CategoryClass namesPurpose
Lines (text recognition targets)line_main, line_header, line_caption, line_title, etc.OCR input
Blocks (structural information)text_block, block_fig, block_pillar, block_rubi, etc.Structural annotation

The reference ndlocr-lite only sends classes beginning with line_* to text recognition. text_block represents a paragraph region on the page and physically overlaps with individual lines. Sending it to OCR causes the same text to be recognized twice.

The iOS implementation was sending all classes to OCR without distinction, meaning both text_block and line_main were being recognized, producing duplicate text.

Fix: Filtering to line_* Classes

In processNDL() within OCREngine.swift, detection results are now filtered to line_* classes only.

// OCREngine.swift — processNDL()

// Step 1: Layout detection
let allDetections = try await Task.detached(priority: .userInitiated) {
    try detector.detect(image: image)
}.value

// Filter to line_* classes only (text_block and block_* are structural, not for OCR)
let detections = allDetections.filter { $0.className.hasPrefix("line_") }

This single line of filtering removes text_block, block_fig, and similar classes from OCR input while keeping them in allDetections. If a layout visualization feature is added in the future, allDetections remains available for that purpose.

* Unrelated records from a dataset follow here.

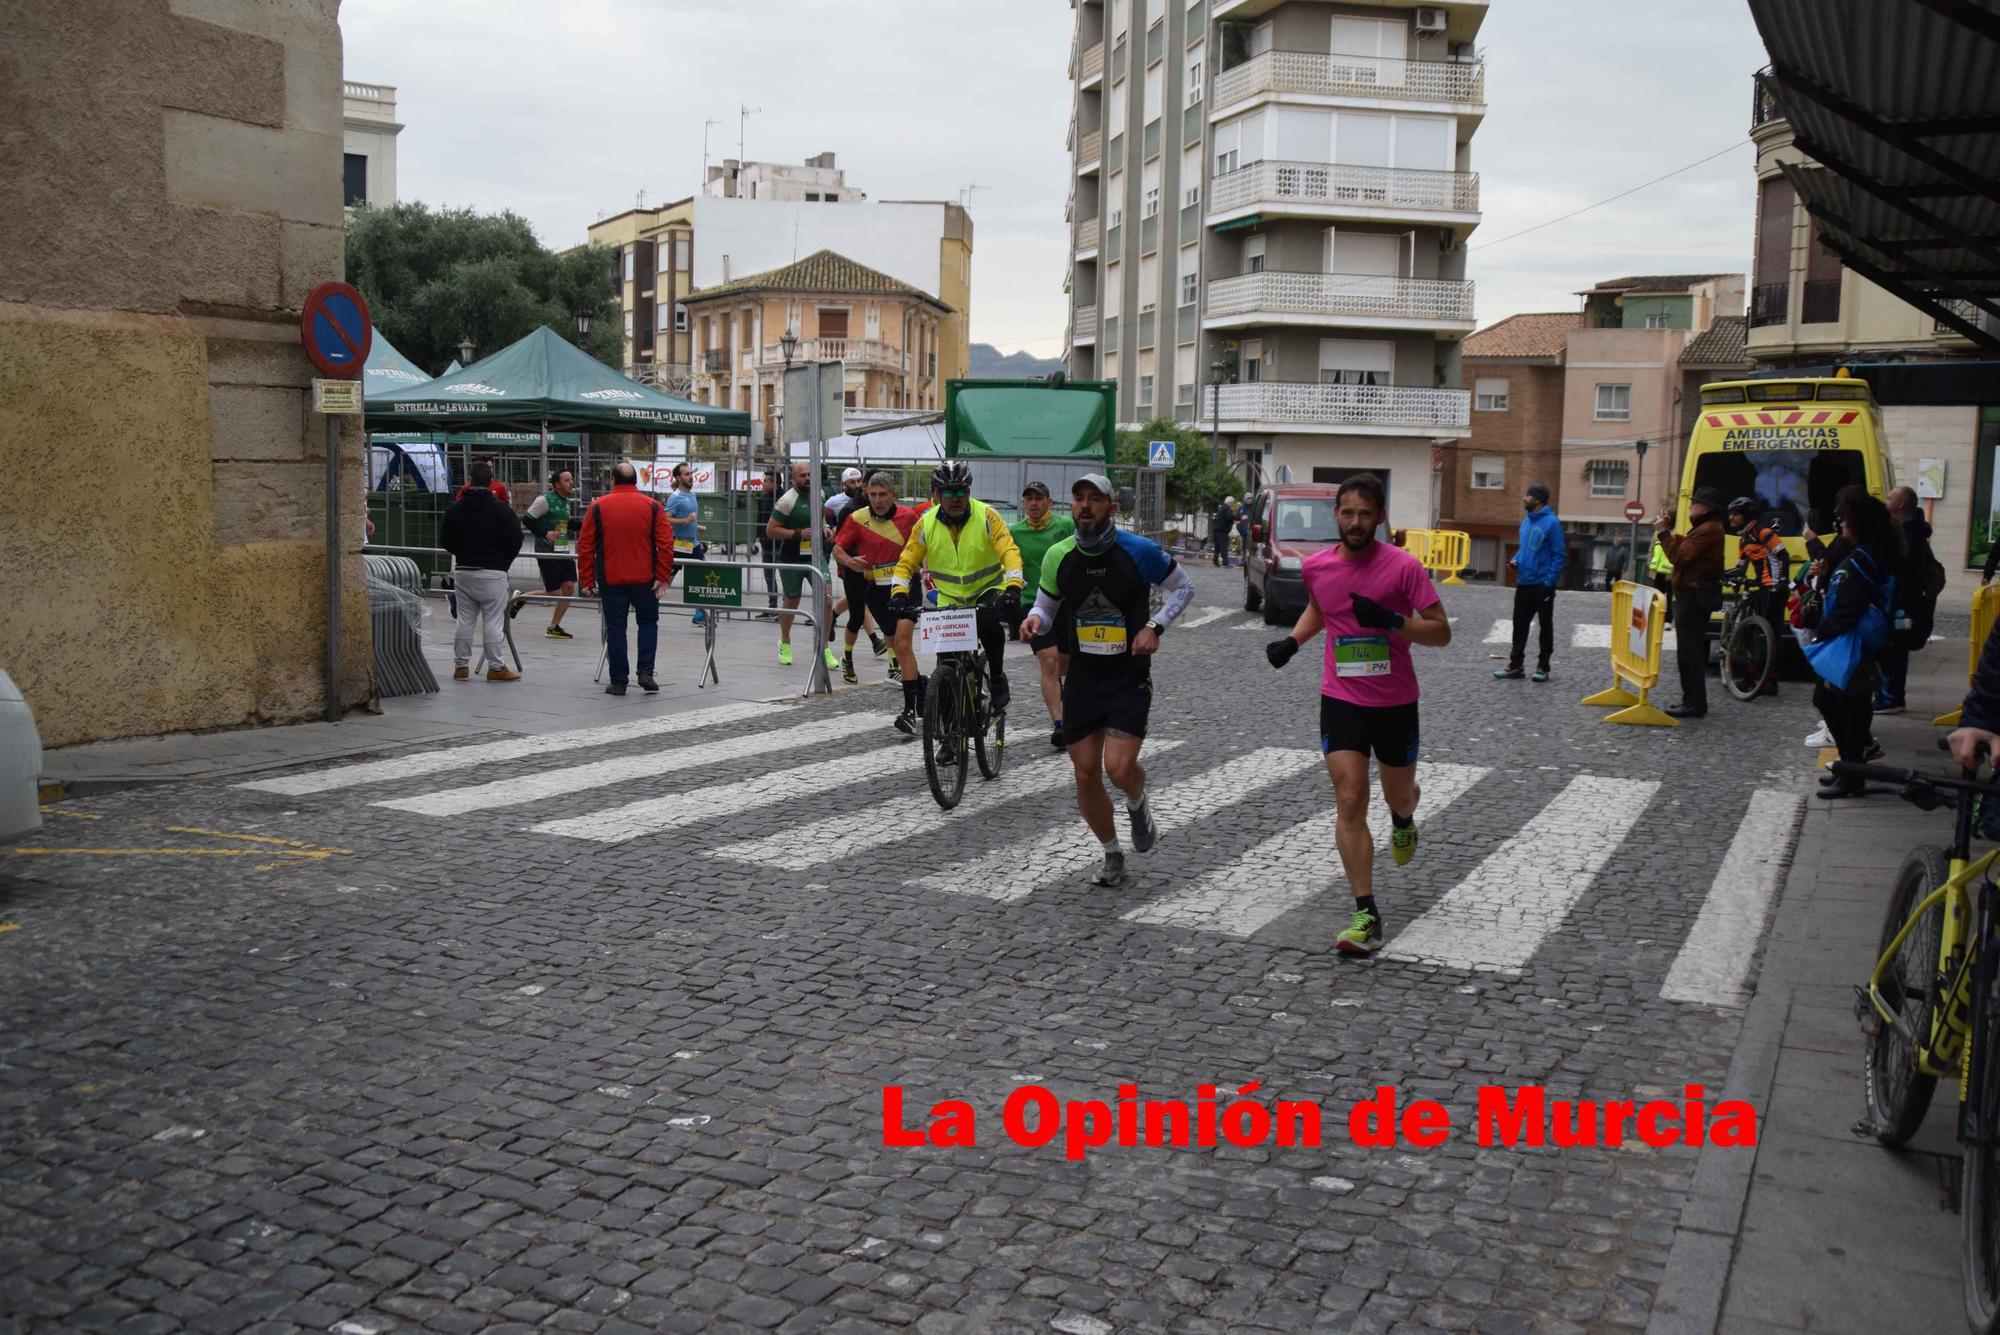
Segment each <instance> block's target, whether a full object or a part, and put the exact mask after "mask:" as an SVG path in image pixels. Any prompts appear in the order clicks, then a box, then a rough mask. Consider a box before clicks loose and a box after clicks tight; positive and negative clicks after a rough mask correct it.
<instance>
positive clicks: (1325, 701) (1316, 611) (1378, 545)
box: [1264, 474, 1452, 955]
mask: <svg viewBox="0 0 2000 1335" xmlns="http://www.w3.org/2000/svg"><path fill="white" fill-rule="evenodd" d="M1384 514H1386V504H1384V494H1382V482H1380V480H1378V478H1376V476H1372V474H1356V476H1354V478H1348V480H1346V482H1342V484H1340V496H1338V502H1336V520H1338V524H1340V546H1338V548H1328V550H1324V552H1316V554H1314V556H1308V558H1306V568H1304V580H1306V612H1304V614H1300V618H1298V626H1294V628H1292V634H1290V636H1286V638H1284V640H1274V642H1272V644H1270V646H1268V648H1266V650H1264V654H1266V658H1270V666H1272V668H1284V666H1286V664H1288V662H1292V656H1294V654H1298V650H1300V646H1304V644H1306V642H1308V640H1312V638H1314V636H1318V634H1320V632H1322V630H1324V632H1326V654H1324V669H1322V675H1320V753H1324V755H1326V773H1328V775H1330V777H1332V779H1334V847H1336V849H1338V851H1340V867H1342V871H1346V873H1348V885H1352V887H1354V921H1352V923H1350V925H1348V929H1346V931H1342V933H1340V935H1338V937H1336V939H1334V947H1336V949H1340V953H1344V955H1368V953H1374V951H1378V949H1382V915H1380V913H1378V911H1376V901H1374V835H1372V833H1370V831H1368V755H1370V753H1374V757H1376V767H1378V769H1380V773H1382V801H1384V805H1388V815H1390V825H1392V829H1390V835H1388V843H1390V853H1394V857H1396V865H1398V867H1402V865H1406V863H1408V861H1410V859H1412V857H1414V855H1416V801H1418V797H1420V791H1418V787H1416V741H1418V719H1416V668H1414V666H1412V664H1410V646H1412V644H1424V646H1430V648H1444V646H1446V644H1450V642H1452V624H1450V622H1448V620H1446V618H1444V604H1442V602H1438V590H1434V588H1432V586H1430V572H1426V570H1424V564H1422V562H1418V560H1416V558H1414V556H1410V554H1408V552H1404V550H1402V548H1392V546H1388V544H1384V542H1376V536H1374V534H1376V528H1378V526H1380V524H1382V518H1384Z"/></svg>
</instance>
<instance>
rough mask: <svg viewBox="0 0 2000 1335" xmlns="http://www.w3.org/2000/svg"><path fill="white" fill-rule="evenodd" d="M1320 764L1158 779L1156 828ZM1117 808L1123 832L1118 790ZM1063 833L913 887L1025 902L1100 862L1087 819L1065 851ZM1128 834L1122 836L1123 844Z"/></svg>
mask: <svg viewBox="0 0 2000 1335" xmlns="http://www.w3.org/2000/svg"><path fill="white" fill-rule="evenodd" d="M1320 763H1322V761H1320V753H1318V751H1304V749H1298V747H1288V745H1286V747H1278V745H1274V747H1264V749H1260V751H1252V753H1248V755H1238V757H1236V759H1232V761H1228V763H1222V765H1216V767H1214V769H1206V771H1202V773H1198V775H1194V777H1188V779H1176V781H1172V783H1164V781H1160V779H1158V777H1152V779H1150V787H1152V791H1150V793H1148V801H1150V803H1152V817H1154V823H1158V827H1160V837H1162V839H1164V837H1166V835H1170V833H1172V831H1176V829H1182V827H1186V825H1192V823H1194V821H1200V819H1204V817H1208V815H1214V813H1216V811H1220V809H1224V807H1230V805H1234V803H1238V801H1242V799H1244V797H1250V795H1252V793H1258V791H1262V789H1266V787H1272V785H1276V783H1286V781H1290V779H1296V777H1298V775H1300V773H1304V771H1308V769H1318V767H1320ZM1112 805H1114V807H1116V815H1118V827H1120V831H1122V829H1124V827H1126V815H1124V801H1122V799H1120V797H1118V795H1116V789H1114V797H1112ZM1056 829H1062V825H1058V827H1056ZM1056 829H1050V831H1042V833H1040V835H1036V837H1032V839H1022V841H1016V843H1012V845H1008V847H1000V849H994V851H992V853H986V855H982V857H972V859H968V861H960V863H954V865H950V867H946V869H942V871H934V873H932V875H924V877H918V879H914V881H906V883H908V885H922V887H926V889H942V891H950V893H956V895H982V897H986V899H1000V901H1008V899H1022V897H1026V895H1030V893H1034V891H1036V889H1040V887H1042V885H1048V883H1052V881H1060V879H1068V877H1078V875H1082V873H1084V871H1088V869H1090V867H1094V865H1098V861H1100V857H1102V849H1098V845H1096V839H1092V837H1090V831H1088V827H1086V825H1084V823H1082V817H1078V815H1074V813H1072V815H1070V825H1068V829H1070V831H1072V833H1070V835H1066V837H1064V841H1062V845H1060V847H1050V843H1052V839H1050V835H1054V833H1056ZM1122 837H1124V835H1122V833H1120V839H1122ZM1138 867H1144V861H1138Z"/></svg>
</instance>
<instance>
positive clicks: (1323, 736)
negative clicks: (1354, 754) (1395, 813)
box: [1320, 695, 1416, 767]
mask: <svg viewBox="0 0 2000 1335" xmlns="http://www.w3.org/2000/svg"><path fill="white" fill-rule="evenodd" d="M1334 751H1362V753H1364V755H1368V753H1372V755H1374V757H1376V759H1378V761H1380V763H1384V765H1398V767H1402V765H1414V763H1416V701H1414V699H1412V701H1410V703H1406V705H1376V707H1370V705H1356V703H1348V701H1346V699H1334V697H1332V695H1320V753H1322V755H1332V753H1334Z"/></svg>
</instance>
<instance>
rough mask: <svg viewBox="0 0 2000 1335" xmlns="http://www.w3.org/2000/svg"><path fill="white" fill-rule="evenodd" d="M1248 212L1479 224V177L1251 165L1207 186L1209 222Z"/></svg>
mask: <svg viewBox="0 0 2000 1335" xmlns="http://www.w3.org/2000/svg"><path fill="white" fill-rule="evenodd" d="M1248 214H1276V216H1294V218H1380V220H1384V222H1458V224H1464V226H1468V228H1470V226H1476V224H1478V220H1480V218H1478V214H1480V176H1478V172H1420V170H1414V168H1366V166H1346V164H1340V162H1252V164H1250V166H1246V168H1238V170H1234V172H1226V174H1222V176H1216V178H1214V180H1212V182H1210V186H1208V224H1210V226H1214V224H1218V222H1232V220H1234V218H1244V216H1248Z"/></svg>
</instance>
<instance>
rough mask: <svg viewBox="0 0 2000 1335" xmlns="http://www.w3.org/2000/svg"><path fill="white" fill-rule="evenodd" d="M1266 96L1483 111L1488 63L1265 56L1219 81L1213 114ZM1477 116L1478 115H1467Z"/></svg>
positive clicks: (1440, 61)
mask: <svg viewBox="0 0 2000 1335" xmlns="http://www.w3.org/2000/svg"><path fill="white" fill-rule="evenodd" d="M1264 94H1292V96H1306V98H1384V100H1394V102H1448V104H1452V106H1458V108H1484V104H1486V64H1484V62H1478V60H1468V62H1458V60H1386V58H1380V56H1328V54H1326V52H1264V54H1262V56H1252V58H1250V60H1246V62H1242V64H1240V66H1236V68H1232V70H1224V72H1222V74H1218V76H1216V100H1214V110H1216V112H1220V110H1222V108H1228V106H1236V104H1238V102H1248V100H1250V98H1258V96H1264ZM1462 114H1476V112H1462Z"/></svg>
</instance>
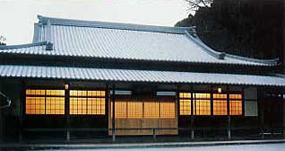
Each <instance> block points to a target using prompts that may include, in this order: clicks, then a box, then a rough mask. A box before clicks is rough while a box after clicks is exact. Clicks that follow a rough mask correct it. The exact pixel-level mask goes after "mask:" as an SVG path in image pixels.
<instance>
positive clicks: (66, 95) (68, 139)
mask: <svg viewBox="0 0 285 151" xmlns="http://www.w3.org/2000/svg"><path fill="white" fill-rule="evenodd" d="M69 85H70V84H69V83H65V86H64V89H65V100H64V102H65V115H66V141H70V130H69V129H70V126H71V125H70V112H69V107H70V105H69V103H70V101H69V94H70V93H69Z"/></svg>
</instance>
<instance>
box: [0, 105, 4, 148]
mask: <svg viewBox="0 0 285 151" xmlns="http://www.w3.org/2000/svg"><path fill="white" fill-rule="evenodd" d="M1 113H2V110H1V108H0V151H1V150H2V148H1V146H2V144H3V140H4V139H3V133H2V124H3V122H2V114H1Z"/></svg>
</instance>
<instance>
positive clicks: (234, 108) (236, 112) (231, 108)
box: [230, 100, 242, 115]
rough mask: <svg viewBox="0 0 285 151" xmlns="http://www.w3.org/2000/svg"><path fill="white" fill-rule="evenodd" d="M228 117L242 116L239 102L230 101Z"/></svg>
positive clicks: (240, 102) (241, 103) (240, 106)
mask: <svg viewBox="0 0 285 151" xmlns="http://www.w3.org/2000/svg"><path fill="white" fill-rule="evenodd" d="M230 115H242V101H241V100H230Z"/></svg>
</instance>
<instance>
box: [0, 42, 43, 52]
mask: <svg viewBox="0 0 285 151" xmlns="http://www.w3.org/2000/svg"><path fill="white" fill-rule="evenodd" d="M47 43H48V42H47V41H42V42H35V43H30V44H20V45H4V46H0V50H9V49H21V48H30V47H35V46H44V45H47Z"/></svg>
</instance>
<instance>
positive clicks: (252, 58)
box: [185, 31, 279, 65]
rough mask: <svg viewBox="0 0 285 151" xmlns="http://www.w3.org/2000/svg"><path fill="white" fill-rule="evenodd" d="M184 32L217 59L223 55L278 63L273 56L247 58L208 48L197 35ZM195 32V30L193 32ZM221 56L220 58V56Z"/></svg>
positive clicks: (232, 58)
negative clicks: (270, 57) (193, 31)
mask: <svg viewBox="0 0 285 151" xmlns="http://www.w3.org/2000/svg"><path fill="white" fill-rule="evenodd" d="M185 32H186V36H187V37H189V39H191V40H193V41H194V42H196V43H197V44H199V45H200V46H202V47H203V48H204V50H205V51H206V52H207V53H208V54H210V55H211V56H213V57H215V58H217V59H223V57H224V58H225V57H228V58H232V59H238V60H243V61H251V62H255V63H264V64H268V65H278V62H279V59H278V58H275V59H256V58H249V57H242V56H237V55H232V54H227V53H225V52H219V51H216V50H214V49H212V48H210V47H209V46H207V45H206V44H205V43H203V42H202V41H201V39H200V38H199V37H198V35H195V37H194V36H192V35H191V34H190V33H189V32H188V31H185ZM193 33H194V34H195V32H193ZM220 57H222V58H220Z"/></svg>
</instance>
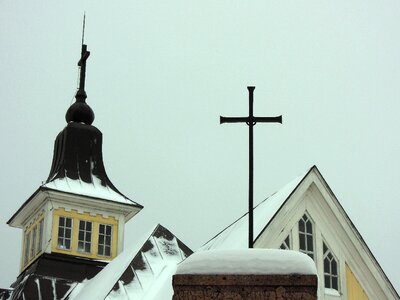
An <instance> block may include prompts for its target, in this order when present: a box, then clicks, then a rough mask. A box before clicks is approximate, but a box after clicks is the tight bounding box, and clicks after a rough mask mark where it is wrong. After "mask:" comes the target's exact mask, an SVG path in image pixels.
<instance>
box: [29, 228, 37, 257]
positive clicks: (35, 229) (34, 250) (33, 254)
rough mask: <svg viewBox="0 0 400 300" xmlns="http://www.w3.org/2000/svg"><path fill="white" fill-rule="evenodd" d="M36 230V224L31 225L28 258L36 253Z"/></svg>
mask: <svg viewBox="0 0 400 300" xmlns="http://www.w3.org/2000/svg"><path fill="white" fill-rule="evenodd" d="M36 232H37V226H35V227H33V230H32V246H31V251H30V254H29V259H31V258H33V257H34V256H35V254H36V251H35V248H36Z"/></svg>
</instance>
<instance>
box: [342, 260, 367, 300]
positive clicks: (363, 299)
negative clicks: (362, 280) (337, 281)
mask: <svg viewBox="0 0 400 300" xmlns="http://www.w3.org/2000/svg"><path fill="white" fill-rule="evenodd" d="M346 284H347V299H348V300H368V297H367V294H365V292H364V290H363V288H362V287H361V285H360V283H359V282H358V280H357V278H356V277H355V276H354V274H353V272H352V271H351V270H350V268H349V266H348V265H346Z"/></svg>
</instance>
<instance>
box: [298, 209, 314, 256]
mask: <svg viewBox="0 0 400 300" xmlns="http://www.w3.org/2000/svg"><path fill="white" fill-rule="evenodd" d="M299 242H300V251H301V252H303V253H305V254H307V255H308V256H309V257H311V258H312V259H314V236H313V224H312V222H311V220H310V219H309V218H308V217H307V215H304V216H303V217H302V218H301V219H300V221H299Z"/></svg>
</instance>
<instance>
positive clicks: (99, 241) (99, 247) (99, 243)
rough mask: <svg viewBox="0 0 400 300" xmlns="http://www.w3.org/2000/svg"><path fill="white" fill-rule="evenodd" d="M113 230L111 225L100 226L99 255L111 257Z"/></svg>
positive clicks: (104, 224) (98, 252) (100, 225)
mask: <svg viewBox="0 0 400 300" xmlns="http://www.w3.org/2000/svg"><path fill="white" fill-rule="evenodd" d="M111 229H112V226H111V225H105V224H99V247H98V254H99V255H103V256H111V234H112V233H111V232H112V230H111Z"/></svg>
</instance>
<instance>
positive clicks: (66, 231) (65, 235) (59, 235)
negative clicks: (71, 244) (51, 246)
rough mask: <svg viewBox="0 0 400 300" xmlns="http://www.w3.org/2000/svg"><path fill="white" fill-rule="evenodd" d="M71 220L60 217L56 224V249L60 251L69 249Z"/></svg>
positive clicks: (70, 239)
mask: <svg viewBox="0 0 400 300" xmlns="http://www.w3.org/2000/svg"><path fill="white" fill-rule="evenodd" d="M71 232H72V219H71V218H65V217H60V218H59V222H58V240H57V247H58V248H60V249H66V250H70V249H71Z"/></svg>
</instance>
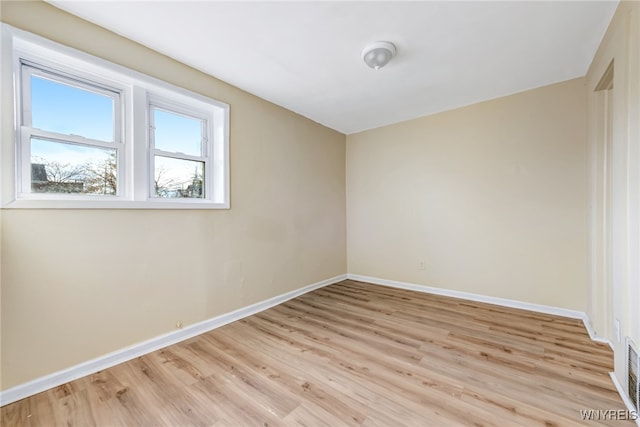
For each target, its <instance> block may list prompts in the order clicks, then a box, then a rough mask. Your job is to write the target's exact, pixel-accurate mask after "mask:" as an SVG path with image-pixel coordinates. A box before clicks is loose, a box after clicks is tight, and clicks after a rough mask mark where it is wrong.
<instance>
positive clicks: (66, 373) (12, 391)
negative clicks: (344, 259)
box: [0, 274, 347, 406]
mask: <svg viewBox="0 0 640 427" xmlns="http://www.w3.org/2000/svg"><path fill="white" fill-rule="evenodd" d="M346 278H347V275H346V274H343V275H340V276H336V277H332V278H330V279H326V280H323V281H321V282H317V283H314V284H312V285H308V286H305V287H303V288H300V289H296V290H294V291H291V292H287V293H285V294H282V295H278V296H276V297H273V298H269V299H267V300H265V301H261V302H258V303H256V304H252V305H249V306H247V307H243V308H240V309H238V310H235V311H232V312H230V313H225V314H222V315H220V316H216V317H213V318H211V319H207V320H204V321H202V322H199V323H195V324H193V325H189V326H186V327H185V328H183V329H180V330H178V331H174V332H169V333H168V334H164V335H160V336H158V337H155V338H152V339H150V340H147V341H144V342H141V343H138V344H134V345H132V346H130V347H126V348H123V349H120V350H116V351H114V352H112V353H108V354H105V355H104V356H100V357H98V358H95V359H93V360H89V361H86V362H83V363H80V364H78V365H75V366H71V367H70V368H67V369H63V370H61V371H58V372H54V373H52V374H49V375H46V376H44V377H40V378H37V379H35V380H33V381H29V382H27V383H24V384H20V385H18V386H15V387H13V388H10V389H7V390H4V391H2V392H0V406H4V405H8V404H9V403H13V402H16V401H18V400H20V399H24V398H25V397H29V396H32V395H34V394H36V393H40V392H43V391H45V390H49V389H50V388H53V387H57V386H59V385H62V384H65V383H68V382H69V381H73V380H76V379H78V378H81V377H84V376H87V375H90V374H93V373H96V372H98V371H101V370H103V369H107V368H110V367H112V366H115V365H118V364H120V363H123V362H126V361H128V360H131V359H135V358H136V357H139V356H143V355H145V354H147V353H151V352H152V351H156V350H159V349H161V348H164V347H167V346H169V345H172V344H176V343H178V342H180V341H184V340H186V339H189V338H193V337H195V336H197V335H200V334H203V333H205V332H209V331H211V330H213V329H216V328H219V327H221V326H224V325H226V324H228V323H231V322H235V321H236V320H240V319H243V318H245V317H248V316H251V315H253V314H256V313H259V312H261V311H264V310H266V309H268V308H271V307H273V306H276V305H278V304H281V303H283V302H285V301H288V300H290V299H292V298H295V297H297V296H300V295H302V294H305V293H307V292H311V291H313V290H315V289H318V288H322V287H324V286H328V285H331V284H333V283H337V282H340V281H342V280H345V279H346Z"/></svg>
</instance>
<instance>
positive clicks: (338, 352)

Cause 3: Parameter Discrepancies

Several parameters differed between the reference ndlocr-lite and the iOS implementation.

ParameterReference ndlocr-liteiOS (before fix)iOS (after fix)
scoreThreshold0.20.250.2
maxDetections100300100
iouThreshold (NMS)0.2not present0.2

The absence of iouThreshold was the most critical issue. The scoreThreshold of 0.25 appears to have been a workaround to reduce noise in the absence of NMS, but the correct approach is to remove duplicates with NMS itself.

Fix: Aligning Parameters

// OCREngine.swift — loadNDLModels()

self.ndlDetector = try DEIMDetector(
    env: env, modelPath: detModelPath, configPath: configPath,
    scoreThreshold: 0.2, confThreshold: 0.25,
    iouThreshold: 0.2, maxDetections: 100
)

The DEIMDetector initializer now uses the same parameter values as the reference implementation as defaults.

// DEIMDetector.swift

init(env: ORTEnv, modelPath: String, configPath: String,
     scoreThreshold: Float = 0.2, confThreshold: Float = 0.25,
     iouThreshold: Float = 0.2, maxDetections: Int = 100) throws {

Results

Comparison on the preface page of the Kōi Genji Monogatari:

Before fixAfter fix
Detection count28 (including text_block)17 (line_* only)
Duplicate textPresentNone
Match with referenceMismatchMatch

Before the fix, text_block overlapped with individual line regions, causing the same text to be recognized repeatedly and producing garbled output where bounding boxes were too large. After the fix, only the 17 line detections matching the reference ndlocr-lite are returned, yielding clean OCR output.

Conclusion

When running ONNX models on iOS, differences from the reference Python implementation can produce unexpected bugs. Key lessons from this investigation:

  1. Do not assume ONNX model output is already fully post-processed — the model may not include NMS internally. Always review the reference implementation's post-processing code.
  2. Understand the purpose of each detection class — layout detection models output both structural information (blocks) and recognition targets (lines) simultaneously. Sending everything to OCR causes duplicates.
  3. Align parameters with the reference — subtle threshold differences have significant effects on results. IoU threshold for NMS directly determines detection quality.

Carefully comparing the reference ndlocr-lite Python code against the iOS (Swift + ONNX Runtime) implementation made it possible to achieve equivalent detection accuracy.